Молчание. Хирург встретился с препятствием, и мысли приняли другое направление. Короткое раздумье — и сомнения остались далеко позади. Хирург кивает головой в такт движениям рук, речь оборвалась, и лишь порой прорывается гневное слово:

— Все у такого больного на месте, во всем благополучие и благодать! И гемоглобина, и эритроцитов, и белых телец хоть отбавляй… Когда еще наступит третья фаза и померкнет блеск глаз, посереет лицо, и в крови обнаружится неблагополучие. Схватишься — поздно, она своего добилась.

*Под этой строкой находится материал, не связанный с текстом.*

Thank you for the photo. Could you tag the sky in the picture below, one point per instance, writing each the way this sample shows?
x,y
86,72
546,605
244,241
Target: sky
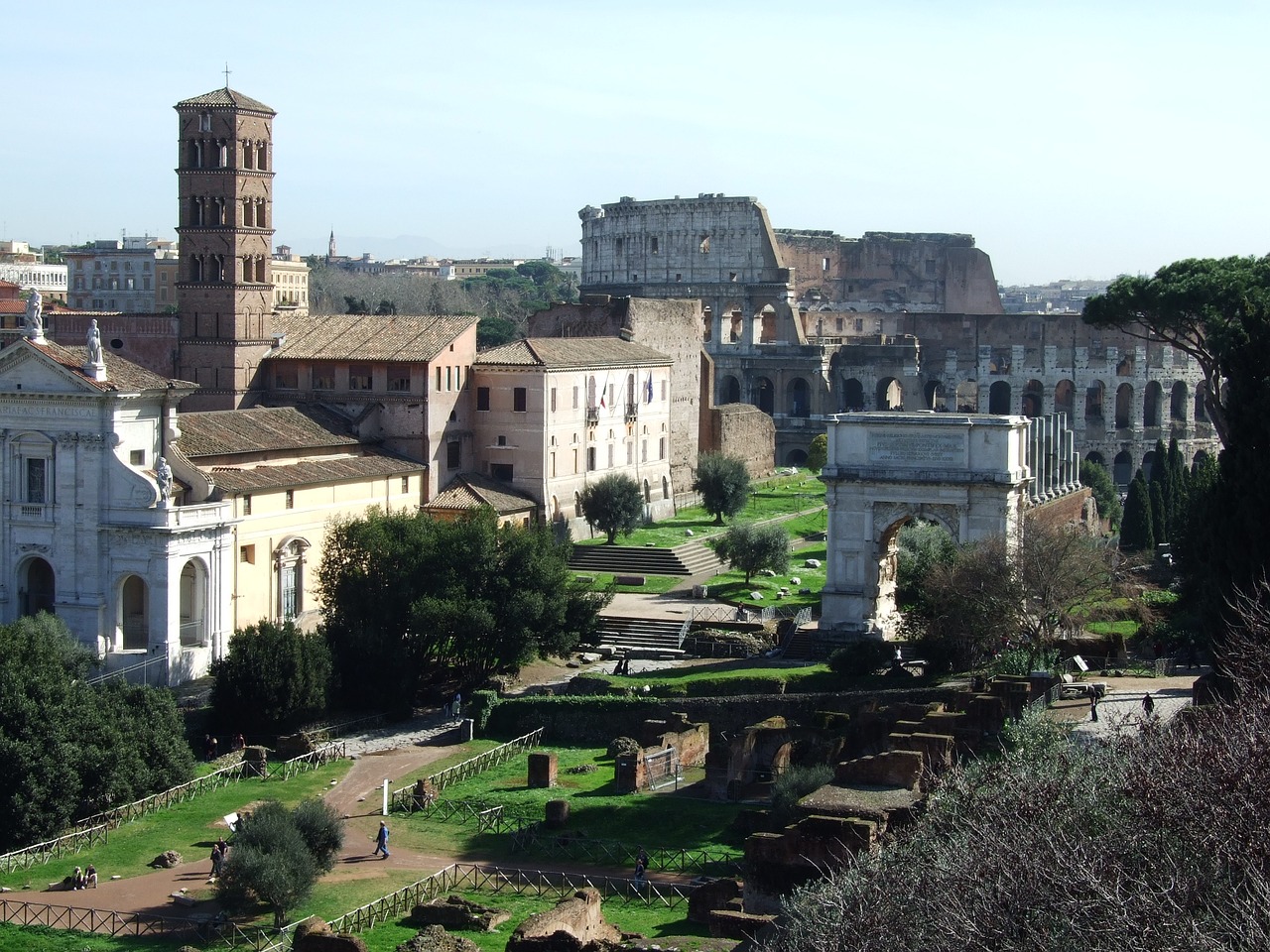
x,y
1074,140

За долгим молчанием, за напряженным и трудным ходом мыслей, прорвется подавленное чувство:

— Ничего, Анна Ильинишна, доберемся, с корнем вырвем болезнь. С Марией Ивановной было труднее, а справились.

Это он ободряет уставшую ассистентку и операционную сестру.

Елена Петровна не слышит его; речь эта адресована врачам и студентам и нисколько не касается ее. Ничего нового она не услышит, все давно пересказано в одинаковой манере, в тех же словах. Да и некогда прислушиваться, ее внимание принадлежит больному и хирургу.

Мучительно долго длится операция, миновал час, а впереди еще много работы. Измученный хирург ведет жестокую борьбу.

— Одолеем, — ободряет он себя и, словно отвечая тому, кто встал на его пути, чтобы не дать ему расправиться с незримым насильником, цедит сквозь зубы: — Хирурги не отступают! Что у вас, Мефодий Иванович? — спрашивает он помощника.

Тот кивает головой, как бы говорит: «Ничего, все в порядке».

От этого ответа Яков Гаврилович веселеет, он оглядывается кругом, словно приглашая окружающих разделить его удачу, с доброй улыбкой выслушивает операционную сестру и дружелюбно подмигивает Степанову.

— Значит, вытянет наша Анна Ильинишна, — не то спрашивает, не то утверждает он. Ему нравится эта фраза, от нее ему стало легко на душе, и он уже более уверенно произносит: — Обязательно вытянет, она у нас молодцом.

Неожиданная развязность Якова Гавриловича сердит Мефодия Ивановича. Он все еще не привык к мысли, что оперируемая спит и при ней можно говорить что угодно. Взгляд невольно обращается к больной, затем к Студенцову с выражением упрека.

Легки и уверенны движения хирурга, чаще остановки, и резче звучит его голос:

— Жестокая болезнь! Бессердечная, как сказал бы Мефодий Иванович. Сколько коварства и фальши! Симптомы — невинные, на первый взгляд — несерьезные: икота после глотания пищи, с кем не случается? Первый кусок встречает препятствие, а следующие проходят легко. Тоже не бог весть какое редкое событие. Во второй стадии будут боли позади гортани или грудины и опять–таки с перерывом, со светлыми промежутками в две–три недели. Все пройдет, позабудется, как дурной сон. Врач решит, что болезнь нейрогенного характера — спазм пищевода и ничего больше. Больной приучится принимать атропин, запивать пищу водой, а болезнь тем временем станет необратимой… Коварная опухоль! Хоть бы села на верхнюю часть пищевода, так нет, ищи ее в средних и нижних отделах, недоступных для глаза врача.